In a sugar refinery’s cane fields, fire broke out around 4 am on a 12-m long container with forty 50-litre drums of sodium hydrosulphite, formerly used to whiten sugar. Rubber and metal waste (worn belts, equipment) were stored towards the front of the container while awaiting disposal by a specialist.
The watchman notified the site’s Safety and Environment Manager, who asked that emergency backup be called before informing the refinery director, prompting the director to visit the site. At the scene by 4:30 am, fire-fighters set up a safety perimeter, attacked the burning rubber and wood (pallets and the container floor), and eliminated the smoke plume heading towards the sea. The inspection authorities for classified facilities, alerted at 7:30 am, arrived at the site. Personnel were evacuated and adjacent industries duly warned. Given the dominating wind directions and nearby dwellings, a mobile measurement station was installed by ORA (Regional Air Observatory) upon inspectorate request. The fire fuelled by plastics and wood was brought under control by 2 pm. High CO and H2S concentrations (100 ppm after ventilation) were measured both inside and surrounding the container. In observing that smoke was escaping from 5 barrels, first responders cooled the container, whose temperature had risen to 110°C over its upper part and 70°C in the lower section. Since the accessible hydrosulphite barrels were at 90°C, i.e. above the product decomposition temperature, they were removed and placed under a double sarcophagus in 200-litre jugs filled with sand, with these jugs being stored in 1-m³ bulk vessels also filled with sand. This mitigation step was completed by about 10:30 pm, and the fire department monitoring plan was lifted at 8:30 the next morning.

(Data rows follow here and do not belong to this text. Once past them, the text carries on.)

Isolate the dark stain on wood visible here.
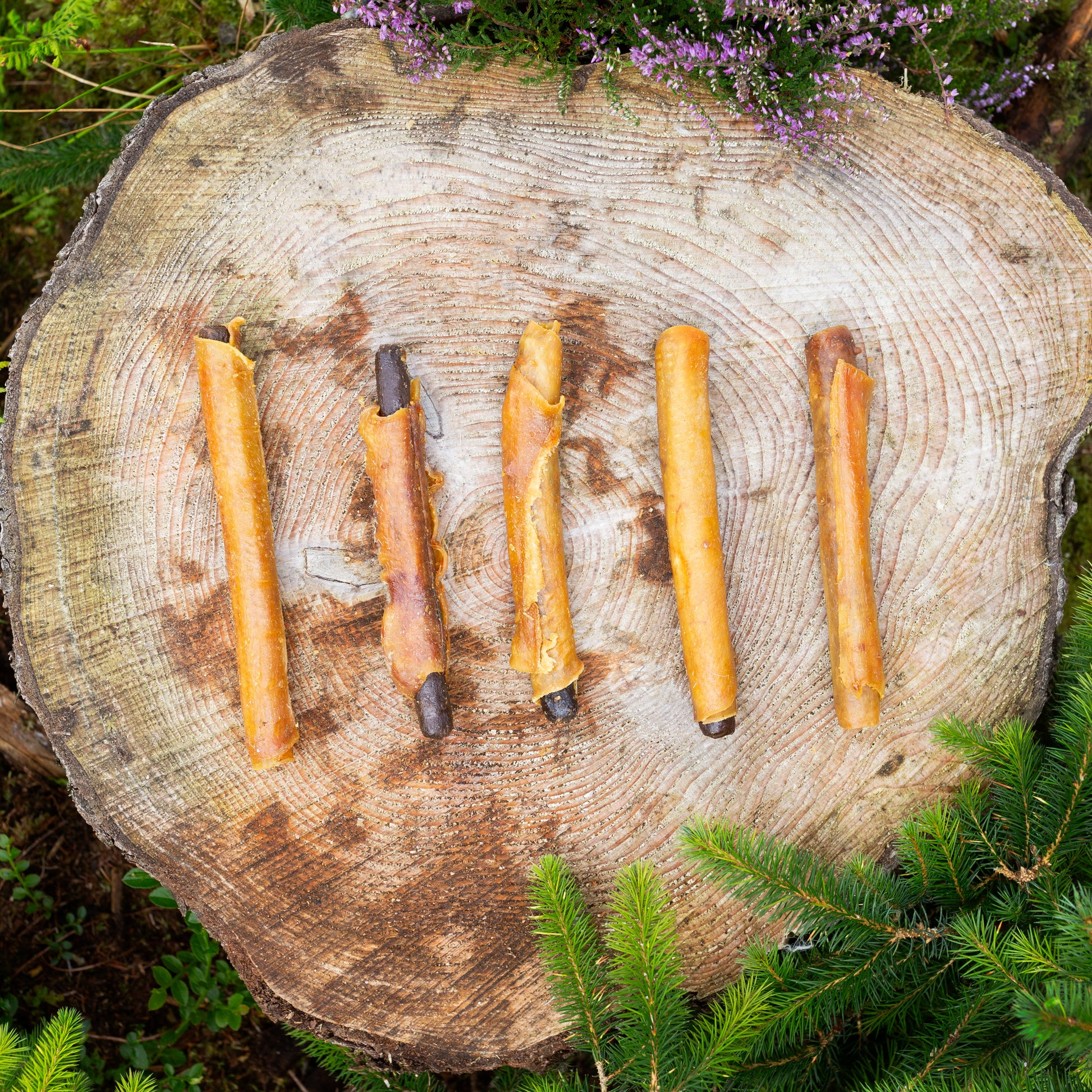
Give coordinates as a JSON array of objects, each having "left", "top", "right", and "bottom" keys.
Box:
[
  {"left": 173, "top": 558, "right": 205, "bottom": 584},
  {"left": 345, "top": 471, "right": 375, "bottom": 524},
  {"left": 562, "top": 435, "right": 625, "bottom": 494},
  {"left": 448, "top": 626, "right": 497, "bottom": 708},
  {"left": 876, "top": 755, "right": 906, "bottom": 778},
  {"left": 296, "top": 705, "right": 341, "bottom": 744},
  {"left": 637, "top": 493, "right": 672, "bottom": 584},
  {"left": 159, "top": 580, "right": 239, "bottom": 703},
  {"left": 297, "top": 592, "right": 387, "bottom": 654},
  {"left": 265, "top": 30, "right": 342, "bottom": 86},
  {"left": 554, "top": 296, "right": 648, "bottom": 423},
  {"left": 272, "top": 288, "right": 371, "bottom": 394}
]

This fire was caused jointly by heavy rains sweeping across the island and inappropriate storage conditions, i.e. damaged barrels of sodium hydrosulphite reacting violently in contact with water. This extremely exothermic reaction led to the formation of SO2, though the confined vessels (i.e. barrels) and high temperature also induced a strong release of H2S.
On-site waste management policy did not comply with either the Prefectural order or the storage conditions indicated in the product safety sheet, given: a permeable storage zone, no protections in place against foul weather, distinct storage zones for the various wastes not clearly delineated, and lack of an effective sorting protocol. In storage for over 5 years, some of these wastes should have been eliminated well before. The refinery operator was issued a formal notice to dispose of all non-hazardous wastes within a 2-week period and hazardous wastes, for which disposal streams had not yet been well organised, within 3 months. An emergency measure was proposed to: regulate combustible waste storage while awaiting its removal, and prescribe the minimal set of conditions to be respected, i.e. individual protective gear, fire detection and protection resources of sufficient quantity and properly allocated.